When I Wore a Dress

black-matineeI wore a dress once, but only once. It was an exercise in feminist theory, the idea that walking a mile in someone else’s patent leather shoes can somehow help you to understand that person’s daily struggles and accomplishments. But I’ll start at the beginning. The year was 1995 and I was bald. Yes, that’s where I’ll begin.

So I wasn’t actually bald, I guess. I was in the head shaving phase back then, so my head gleamed more often than not. Luckily my head doesn’t have an awkward shape to it so it didn’t look too bad. It was the beginning of my third semester in college, but I hadn’t done much in the way of actually going to school those first two semesters, so you could say I was just starting my college career. Such an auspicious beginning would be guaranteed if I took two courses that screamed, “SURVIVE ME AND YOU’LL SURVIVE COLLEGE.” I think I wanted to challenge myself. Either that or I wanted an excuse to drop out before I had really even begun.

The first course I signed up for was “Geography of South and Southeast Asia,” and the second was accurately titled “Feminist Theory.” I knew one would be incredibly boring, so I hoped the other would rescue my semester, but I secretly thought both would kick my ass from here to New Jersey. My first Feminist Theory class was a revelation as I was one of only two males in a class of 25, and the only sophomore in a class full of seniors. The hill was definitely going to be steep, and I started worrying.

As the semester went along, however, I found myself looking forward to Wednesdays, in a complicated way, because the class challenged me while at the same time inspiring me. Virginia Woolf taught me about a room of one’s own with her thick, layered prose that made me drag out the dusty dictionary in order to almost comprehend it. Simone de Beauvoir gave me a deeper perspective about the second sex, even in the translation, but she made me wish I could read it in French to get the fuller picture. Then there was Gloria Steinem, and Edith Wharton, and several others whose works I would have never read otherwise, in a staggered procession that left me breathless.

Then I had to catch my breath because the professor announced that in order to truly understand the female experience, especially when these women were writing, and she gave us a date when we would make it a reality. I looked around the room then and saw a bevy of jeans, t-shirts, and sneakers, and I realized that the idea of femininity has changed a lot over the years, with the stockings, garters, and smart blouses replaced by comfort clothing. The makeup was also minimal. It was college after all.
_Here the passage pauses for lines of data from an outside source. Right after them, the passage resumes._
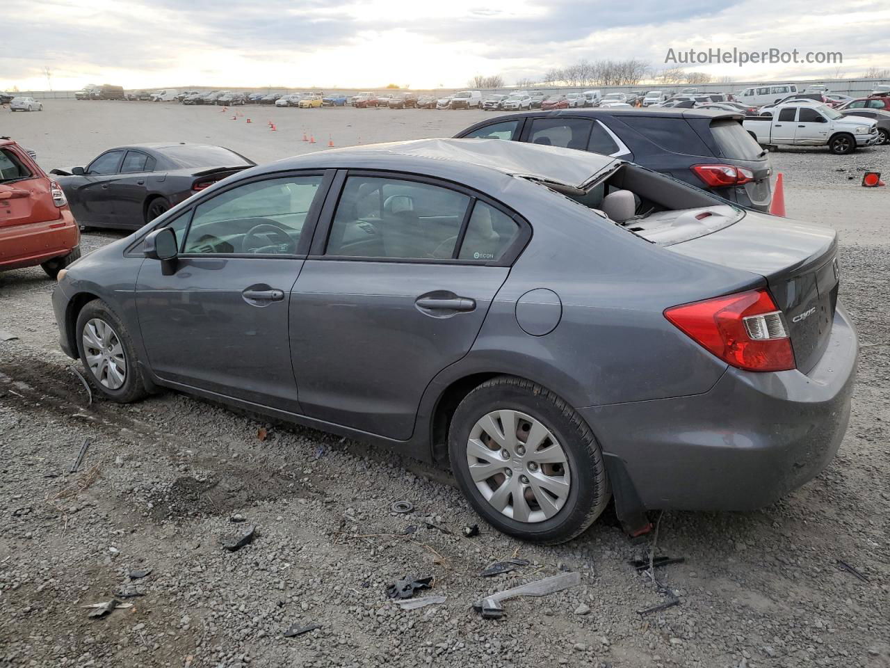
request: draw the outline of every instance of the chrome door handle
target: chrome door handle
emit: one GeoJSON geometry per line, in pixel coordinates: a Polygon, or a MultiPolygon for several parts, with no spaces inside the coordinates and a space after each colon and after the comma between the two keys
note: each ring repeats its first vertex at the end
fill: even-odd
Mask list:
{"type": "Polygon", "coordinates": [[[439,299],[434,297],[422,297],[415,304],[421,308],[439,311],[472,311],[476,307],[475,299],[466,297],[439,299]]]}
{"type": "Polygon", "coordinates": [[[282,290],[245,290],[241,294],[245,299],[253,299],[255,302],[279,302],[284,299],[282,290]]]}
She kept talking as I looked around, giving us a date and a dress code. We were to wear dresses, or smart blouses with skirts, stockings or pantyhose, makeup, and — here’s the kicker — we would have to stay in our outfits and makeup for the entire day. The ladies in the class groaned while I looked at the other fellow and we smiled. It would be interesting, to say the least, and I had already started thinking about a trip to the Salvation Army to find feminine clothing that would fit a full-framed guy like myself.
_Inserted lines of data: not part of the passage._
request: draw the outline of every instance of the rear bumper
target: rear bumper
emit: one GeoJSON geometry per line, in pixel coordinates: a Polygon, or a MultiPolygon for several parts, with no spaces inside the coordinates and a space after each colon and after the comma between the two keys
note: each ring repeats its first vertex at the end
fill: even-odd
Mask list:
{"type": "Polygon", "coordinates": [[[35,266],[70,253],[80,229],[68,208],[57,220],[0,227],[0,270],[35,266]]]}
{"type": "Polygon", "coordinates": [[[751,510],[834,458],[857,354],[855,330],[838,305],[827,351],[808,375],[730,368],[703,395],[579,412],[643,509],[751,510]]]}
Fast forward to the morning of the experiment and I was nervous. I got on the dress without much hassle, but it was a bit short (I have ridiculously long legs), and there was a slit up the side that would make it difficult to sit without flashing anyone nearby. The stockings were the real pain, though, because I didn’t shave my legs, and I believe I said a few choice words as I tugged them on. Then it was time for my bright red makeup, matching lipstick and nail polish, some ballet flats because I couldn’t find heels in a men’s size 15, and a last quick trip to the bathroom because I didn’t want to face the difficulty of going in the little boys’ room on campus.

I wore that dress like it was going out of style, to my two morning classes, to my job at the campus library, and back and forth across Temple’s campus to a wave of eyes in swiveling heads to watch me as I passed. It was as if they had never seen a large black man in a little black dress before. My two morning professors didn’t even look in my direction the entire class periods. I guess they were either embarrassed for me or they were embarrassed for themselves, that I was even there in their classes. Some of my classmates did ask what was going on, and I explained the Feminist Theory angle, so they got it, but on the whole most didn’t ask, preferring to stare from afar instead.
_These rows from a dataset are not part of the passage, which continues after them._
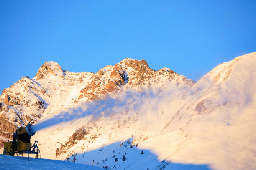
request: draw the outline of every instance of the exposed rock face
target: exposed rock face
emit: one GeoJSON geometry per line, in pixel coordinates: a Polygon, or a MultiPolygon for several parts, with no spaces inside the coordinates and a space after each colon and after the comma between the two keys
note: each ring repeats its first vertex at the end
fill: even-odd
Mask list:
{"type": "MultiPolygon", "coordinates": [[[[142,90],[155,85],[162,87],[171,82],[177,86],[191,87],[194,84],[168,68],[156,71],[144,60],[127,58],[114,66],[106,66],[95,74],[71,72],[55,62],[46,62],[34,78],[24,77],[3,90],[0,95],[3,121],[0,130],[8,132],[2,132],[2,136],[9,135],[7,129],[25,126],[30,121],[33,123],[43,115],[74,107],[82,100],[104,99],[129,88],[142,90]]],[[[70,137],[71,141],[73,137],[77,136],[76,140],[79,140],[85,135],[77,132],[70,137]]]]}
{"type": "Polygon", "coordinates": [[[61,67],[58,63],[53,61],[45,62],[38,70],[36,75],[37,79],[42,79],[49,75],[54,76],[59,76],[64,78],[63,71],[61,67]]]}
{"type": "Polygon", "coordinates": [[[3,101],[4,103],[7,105],[9,105],[10,98],[10,96],[9,96],[7,94],[5,94],[5,98],[3,101]]]}
{"type": "MultiPolygon", "coordinates": [[[[17,126],[8,121],[8,118],[4,115],[0,115],[0,136],[6,139],[12,139],[12,135],[16,130],[17,126]]],[[[0,140],[0,148],[3,147],[3,143],[5,140],[0,140]]]]}
{"type": "Polygon", "coordinates": [[[103,98],[104,95],[121,90],[125,85],[126,88],[139,89],[162,83],[162,81],[165,81],[164,83],[168,83],[173,80],[177,86],[182,83],[180,85],[190,87],[195,82],[169,68],[164,68],[156,71],[150,68],[144,60],[139,61],[129,58],[123,60],[114,67],[107,66],[100,69],[91,80],[81,90],[79,99],[84,98],[91,100],[103,98]]]}
{"type": "Polygon", "coordinates": [[[67,148],[69,148],[72,146],[74,145],[77,144],[77,140],[82,140],[86,135],[89,134],[88,132],[85,131],[84,127],[82,127],[77,129],[75,132],[73,134],[73,135],[69,138],[68,142],[66,142],[64,145],[61,143],[60,148],[57,148],[56,149],[56,152],[57,156],[65,152],[67,148]]]}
The outfit was not comfortable either, not to mention my pantyhose kept tugging on my leg hair and making me wince. And I had to use the bathroom after all at one point, and pulling up my dress at the urinal was the most priceless moment of the day. I realize now how lucky I was that this was before cell phones with cameras because there would have been a million photos of me hiking up my dress populating the internet superhighway before I finished peeing. By the time the day ended and I had endured more than my fair share of attention it was evident to me why women for the most part have eschewed the old dress code, and replaced it with comfort clothing.

I sat down on my bed that night with the nail polish remover thinking about what the day really meant in the grand scheme of things, thinking about how different life would be if women were forced by societal pressures to still wear that getup all day every day. And I’m glad things have changed, that they can also be comfortable, because it makes me feel less like a slob when I wear clothing that doesn’t restrict my blood flow. I slipped out of the dress and finally let out the breath I had been holding in all day, climbing into my pajamas, ready for the day to be over and for night to take me in its warm embrace.

Then I licked my lips and remembered I still had on my bright red lipstick.